Tag Archives: Egypt
Coined as Farewell Friday, people around Egypt are celebrating the resignation of President Hosni Mubarak today. The protestors crowded into Tahrir Square, the main site of the protest in Cairo, are celebrating what they see as the successful end of an 18-day protest against the Egyptian regime. The crowds took up the chant of “I am Egyptian…proud to be Egyptian” while setting off fireworks and shooting into the air. Celebrations have also started in other cities where protestors had gathered, including Alexandria, Suez, Mahala, Tanta, and Ismailia.

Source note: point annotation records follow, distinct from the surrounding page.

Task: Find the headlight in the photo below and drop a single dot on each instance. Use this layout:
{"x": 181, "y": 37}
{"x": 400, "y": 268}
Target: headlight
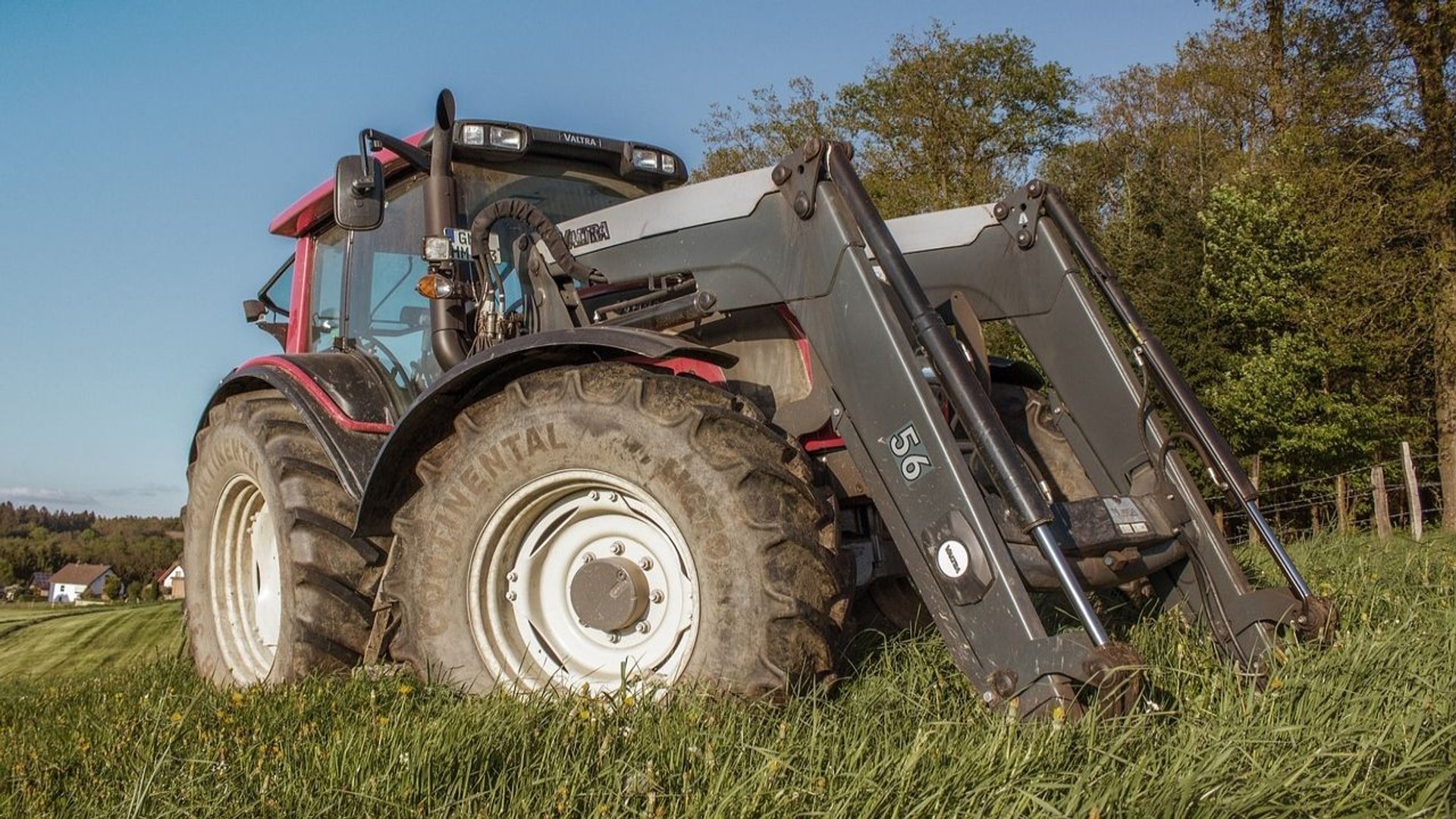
{"x": 472, "y": 134}
{"x": 644, "y": 159}
{"x": 507, "y": 137}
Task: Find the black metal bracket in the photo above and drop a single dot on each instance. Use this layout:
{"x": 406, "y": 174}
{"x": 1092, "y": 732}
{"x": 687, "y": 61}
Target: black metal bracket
{"x": 1021, "y": 212}
{"x": 799, "y": 175}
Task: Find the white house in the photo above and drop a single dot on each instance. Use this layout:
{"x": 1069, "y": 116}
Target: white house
{"x": 172, "y": 582}
{"x": 76, "y": 579}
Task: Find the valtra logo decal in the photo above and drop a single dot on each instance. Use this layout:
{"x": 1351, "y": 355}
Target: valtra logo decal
{"x": 580, "y": 139}
{"x": 587, "y": 235}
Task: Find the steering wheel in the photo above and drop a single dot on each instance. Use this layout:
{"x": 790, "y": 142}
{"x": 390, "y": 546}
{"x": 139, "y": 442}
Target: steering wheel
{"x": 386, "y": 357}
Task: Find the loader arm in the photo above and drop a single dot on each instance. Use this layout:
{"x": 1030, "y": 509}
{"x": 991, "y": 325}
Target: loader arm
{"x": 871, "y": 300}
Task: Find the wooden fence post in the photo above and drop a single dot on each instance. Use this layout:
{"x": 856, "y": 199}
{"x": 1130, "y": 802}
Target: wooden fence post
{"x": 1382, "y": 510}
{"x": 1341, "y": 504}
{"x": 1254, "y": 479}
{"x": 1413, "y": 491}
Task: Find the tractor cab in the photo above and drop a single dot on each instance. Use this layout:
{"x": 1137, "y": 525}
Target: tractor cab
{"x": 362, "y": 281}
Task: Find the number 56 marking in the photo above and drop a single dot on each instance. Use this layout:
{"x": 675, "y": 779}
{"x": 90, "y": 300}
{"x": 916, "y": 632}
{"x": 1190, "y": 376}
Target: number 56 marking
{"x": 906, "y": 447}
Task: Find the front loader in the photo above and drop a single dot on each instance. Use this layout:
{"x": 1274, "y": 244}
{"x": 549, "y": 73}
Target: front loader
{"x": 554, "y": 420}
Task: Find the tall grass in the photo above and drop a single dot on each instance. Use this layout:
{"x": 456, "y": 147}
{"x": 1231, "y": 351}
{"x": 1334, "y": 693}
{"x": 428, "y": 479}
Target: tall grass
{"x": 1365, "y": 727}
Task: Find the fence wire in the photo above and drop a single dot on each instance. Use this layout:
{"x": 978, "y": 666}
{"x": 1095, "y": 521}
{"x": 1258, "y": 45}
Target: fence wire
{"x": 1310, "y": 506}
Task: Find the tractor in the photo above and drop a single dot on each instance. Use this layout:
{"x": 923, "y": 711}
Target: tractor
{"x": 548, "y": 417}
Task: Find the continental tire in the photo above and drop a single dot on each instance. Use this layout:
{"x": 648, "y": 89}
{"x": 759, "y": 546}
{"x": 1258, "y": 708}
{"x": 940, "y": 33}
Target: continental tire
{"x": 277, "y": 586}
{"x": 599, "y": 525}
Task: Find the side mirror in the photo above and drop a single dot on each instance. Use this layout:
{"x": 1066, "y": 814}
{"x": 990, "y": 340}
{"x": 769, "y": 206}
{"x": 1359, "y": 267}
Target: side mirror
{"x": 359, "y": 193}
{"x": 254, "y": 311}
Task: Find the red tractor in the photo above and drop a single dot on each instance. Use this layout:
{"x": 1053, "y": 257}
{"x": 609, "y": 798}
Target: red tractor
{"x": 545, "y": 416}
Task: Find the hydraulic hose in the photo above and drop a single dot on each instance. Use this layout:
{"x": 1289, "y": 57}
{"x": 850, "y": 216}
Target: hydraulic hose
{"x": 532, "y": 216}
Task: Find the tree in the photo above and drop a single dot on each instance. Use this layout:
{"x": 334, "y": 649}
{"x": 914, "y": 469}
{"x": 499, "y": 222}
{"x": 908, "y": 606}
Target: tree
{"x": 772, "y": 129}
{"x": 1288, "y": 395}
{"x": 941, "y": 123}
{"x": 948, "y": 121}
{"x": 1426, "y": 30}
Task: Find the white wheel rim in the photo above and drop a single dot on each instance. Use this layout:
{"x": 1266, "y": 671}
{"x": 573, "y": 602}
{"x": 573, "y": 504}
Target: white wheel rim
{"x": 522, "y": 569}
{"x": 246, "y": 582}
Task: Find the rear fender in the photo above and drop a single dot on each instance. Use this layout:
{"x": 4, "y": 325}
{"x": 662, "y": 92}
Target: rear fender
{"x": 392, "y": 479}
{"x": 341, "y": 397}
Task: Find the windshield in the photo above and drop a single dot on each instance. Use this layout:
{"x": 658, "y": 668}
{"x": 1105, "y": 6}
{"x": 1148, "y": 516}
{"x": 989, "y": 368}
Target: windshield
{"x": 386, "y": 315}
{"x": 561, "y": 190}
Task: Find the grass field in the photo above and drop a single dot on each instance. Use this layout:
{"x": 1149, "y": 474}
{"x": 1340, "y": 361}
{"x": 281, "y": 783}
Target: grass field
{"x": 44, "y": 640}
{"x": 1366, "y": 727}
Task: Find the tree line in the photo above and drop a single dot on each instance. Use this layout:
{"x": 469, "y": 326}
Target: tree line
{"x": 1280, "y": 200}
{"x": 38, "y": 539}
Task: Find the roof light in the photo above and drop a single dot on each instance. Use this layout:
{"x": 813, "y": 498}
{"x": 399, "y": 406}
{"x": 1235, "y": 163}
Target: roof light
{"x": 436, "y": 249}
{"x": 644, "y": 159}
{"x": 507, "y": 137}
{"x": 472, "y": 134}
{"x": 436, "y": 286}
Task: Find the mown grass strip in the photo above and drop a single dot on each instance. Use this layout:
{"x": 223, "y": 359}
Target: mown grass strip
{"x": 1365, "y": 727}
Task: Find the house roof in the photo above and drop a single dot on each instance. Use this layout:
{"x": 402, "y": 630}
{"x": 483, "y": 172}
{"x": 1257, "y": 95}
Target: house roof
{"x": 168, "y": 570}
{"x": 79, "y": 573}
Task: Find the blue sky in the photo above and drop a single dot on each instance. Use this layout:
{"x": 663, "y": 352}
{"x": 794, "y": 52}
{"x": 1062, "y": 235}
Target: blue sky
{"x": 147, "y": 146}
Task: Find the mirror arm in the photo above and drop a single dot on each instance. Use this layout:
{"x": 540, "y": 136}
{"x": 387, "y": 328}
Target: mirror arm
{"x": 369, "y": 137}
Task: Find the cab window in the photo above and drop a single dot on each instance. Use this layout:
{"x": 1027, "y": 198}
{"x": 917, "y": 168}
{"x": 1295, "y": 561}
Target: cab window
{"x": 327, "y": 289}
{"x": 388, "y": 318}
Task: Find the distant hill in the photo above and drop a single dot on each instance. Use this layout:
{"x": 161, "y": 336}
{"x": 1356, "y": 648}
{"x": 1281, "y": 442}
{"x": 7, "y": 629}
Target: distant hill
{"x": 38, "y": 539}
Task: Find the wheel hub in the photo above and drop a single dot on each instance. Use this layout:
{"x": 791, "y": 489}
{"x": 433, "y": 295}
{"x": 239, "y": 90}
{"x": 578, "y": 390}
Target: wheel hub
{"x": 609, "y": 594}
{"x": 582, "y": 579}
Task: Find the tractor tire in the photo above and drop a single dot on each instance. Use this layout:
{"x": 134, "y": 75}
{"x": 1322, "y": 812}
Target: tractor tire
{"x": 598, "y": 526}
{"x": 277, "y": 585}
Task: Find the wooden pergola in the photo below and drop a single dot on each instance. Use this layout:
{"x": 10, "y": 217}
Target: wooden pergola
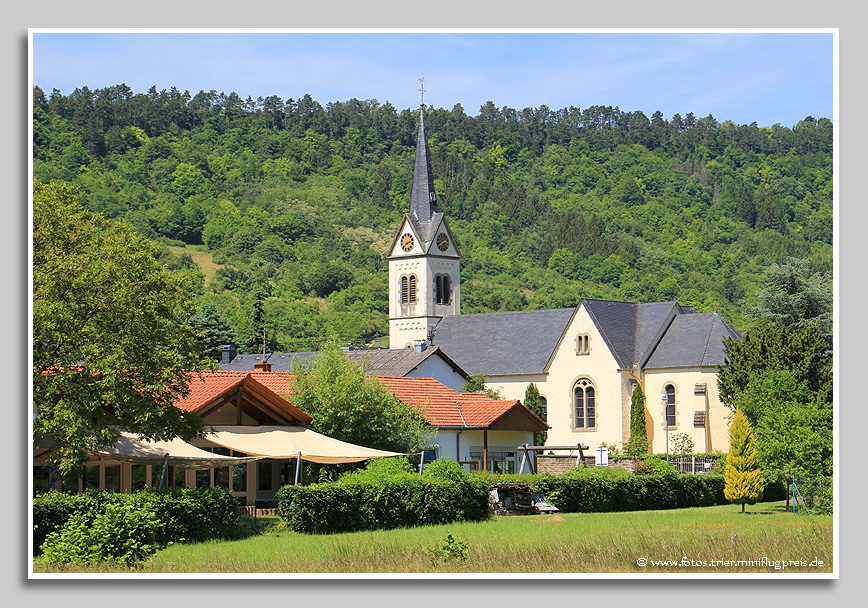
{"x": 527, "y": 449}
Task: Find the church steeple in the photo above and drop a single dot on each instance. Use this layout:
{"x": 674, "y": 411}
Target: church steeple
{"x": 424, "y": 263}
{"x": 423, "y": 198}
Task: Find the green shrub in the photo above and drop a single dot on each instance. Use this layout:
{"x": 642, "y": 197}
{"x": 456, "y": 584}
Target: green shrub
{"x": 119, "y": 533}
{"x": 380, "y": 467}
{"x": 444, "y": 468}
{"x": 51, "y": 510}
{"x": 185, "y": 514}
{"x": 381, "y": 503}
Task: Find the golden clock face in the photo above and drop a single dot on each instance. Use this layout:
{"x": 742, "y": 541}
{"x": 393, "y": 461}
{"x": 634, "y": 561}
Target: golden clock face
{"x": 407, "y": 242}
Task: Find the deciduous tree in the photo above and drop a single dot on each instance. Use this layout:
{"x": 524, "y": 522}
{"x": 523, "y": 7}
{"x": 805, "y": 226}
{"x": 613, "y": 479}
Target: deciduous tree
{"x": 111, "y": 343}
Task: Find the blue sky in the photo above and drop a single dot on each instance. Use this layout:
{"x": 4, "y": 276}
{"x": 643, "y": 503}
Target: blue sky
{"x": 744, "y": 76}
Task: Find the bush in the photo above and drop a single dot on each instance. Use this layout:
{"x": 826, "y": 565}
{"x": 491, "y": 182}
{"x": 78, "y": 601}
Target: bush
{"x": 444, "y": 468}
{"x": 118, "y": 533}
{"x": 381, "y": 467}
{"x": 381, "y": 503}
{"x": 607, "y": 492}
{"x": 183, "y": 515}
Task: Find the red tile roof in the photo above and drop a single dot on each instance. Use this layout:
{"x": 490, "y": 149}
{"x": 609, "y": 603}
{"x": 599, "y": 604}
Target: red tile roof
{"x": 443, "y": 407}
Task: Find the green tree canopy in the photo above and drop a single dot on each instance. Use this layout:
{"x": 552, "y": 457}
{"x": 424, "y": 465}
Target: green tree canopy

In Switzerland, the government has said it has frozen asset which possibly belong to Mubarak. There have been unconfirmed reports that he has amassed a fortune running into tens of billions of dollars. Meanwhile, officials in Israel watch the changes in Egypt closely. A senior Israeli official said the country hoped Mubarak’s resignation would bring no change to Israel’s peaceful relations with Cairo. However, the Islamist Palestinian Group Hamas has already called on Egypt’s new rulers to change its policies toward Gaza, hoping they will lift the blockade and open the border crossing.
Our own president has also been watching the news coverage and learned of Mubarak’s decision to resign during an Oval Office meeting. Vice President Joe Biden called it “a historic day for the people of Egypt.” President Obama will likely make a statement sometime this afternoon.
Reports this morning saying that Hosni Mubarak had left Cairo did not stop the march of protesters toward the presidential palace following Friday’s mid-day prayer. (It’s only 11:30am here but you have to remember that it is late afternoon in Egypt.) It was soon clarified that Mubarak and his family had simply flown to a resort in the Red Sea, Sharm el-Sheikh, where Mubarak often spends winters.
The Armed Forces Supreme Council is the military’s top body and has already vowed today to lift the country’s 30 year state of emergency when the “current situation has ended,” and promised to guarantee a free and fair presidential election. The Supreme Council has already stressed “the need to resume orderly work in the government installations and a return to normal life, preserve the interests and property of our great people.” It will remain to be seen how they handle the void left by Mubarak’s resignation. Omar Suleiman might just step into his place and I don’t think the Egyptian people realize that the new Vice President might not be any better than what they had before.
For weeks protestors on Tahrir Square have been chanting “the people and the army are one” and the military has played a great part in ousting Mubarak and keeping the general tone of the protests peaceful. But only time will tell to what extent the military and the citizenry share the same idea about how Egypt should be governed.